I recently came across the following formula, which is apparently known as *Laplace's summation formula:*

$$\int_a^b f(x) dx = \sum_{k=a}^{b-1} f(k) + \frac{1}{2} \left(f(b) - f(a)\right) - \frac{1}{12} \left(\Delta f(b) - \Delta f(a)\right) $$ $$+ \frac{1}{24} \left( \Delta^2 f(b) - \Delta^2 f(a) \right) - \frac{19}{720} \left(\Delta^3 f(b) - \Delta^3 f(a) \right) + \cdots$$

(Of course, the right-hand side isn't guaranteed to converge.) The coefficient on the term with $\Delta^{k-1}$ is $\frac{c_k}{k!}$, where $c_k$ is apparently called either a *Cauchy number of the first kind* or a *Bernoulli number of the second kind*.

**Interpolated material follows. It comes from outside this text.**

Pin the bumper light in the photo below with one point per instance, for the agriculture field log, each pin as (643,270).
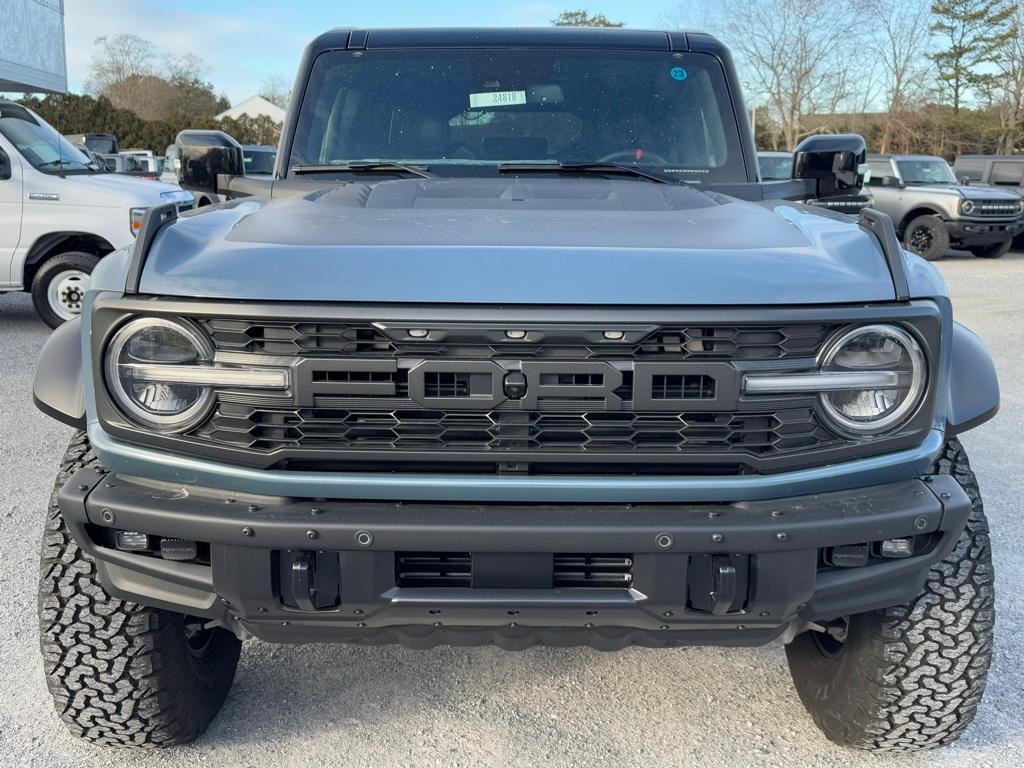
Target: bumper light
(896,548)
(131,541)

The formula looks to me like a finite calculus version of the Euler-Maclaurin summation formula.

I'm trying to find out more about Laplace's summation formula. However, the usual suspects (the arXiv, Wikipedia, MathWorld, Google) aren't turning up much. There was a little on MathSciNet, the most promising of which was a paper by Merlini, Sprugnoli, and Verri entitled "The Cauchy Numbers" (*Discrete Mathematics* 306(16): 1906-1920, 2006). The MathSciNet review says, "Application of the Laplace summation formula involving the harmonic numbers [is] also given." I've requested the paper through interlibrary loan, but it has not arrived yet.

While I'm interested in the formula in general, I'm particularly interested in these two questions.

What applications are there for the Laplace summation formula? (It seems like there ought to be a sufficient number of applications for it to deserve having Laplace's name attached to it. I suppose one could use it for asymptotic analysis, but I'm not sure what the advantage would be over Euler-Maclaurin.)

What is the error bound on the formula when it is truncated after $n$ terms?

I wasn't sure how to tag this; feel free to retag.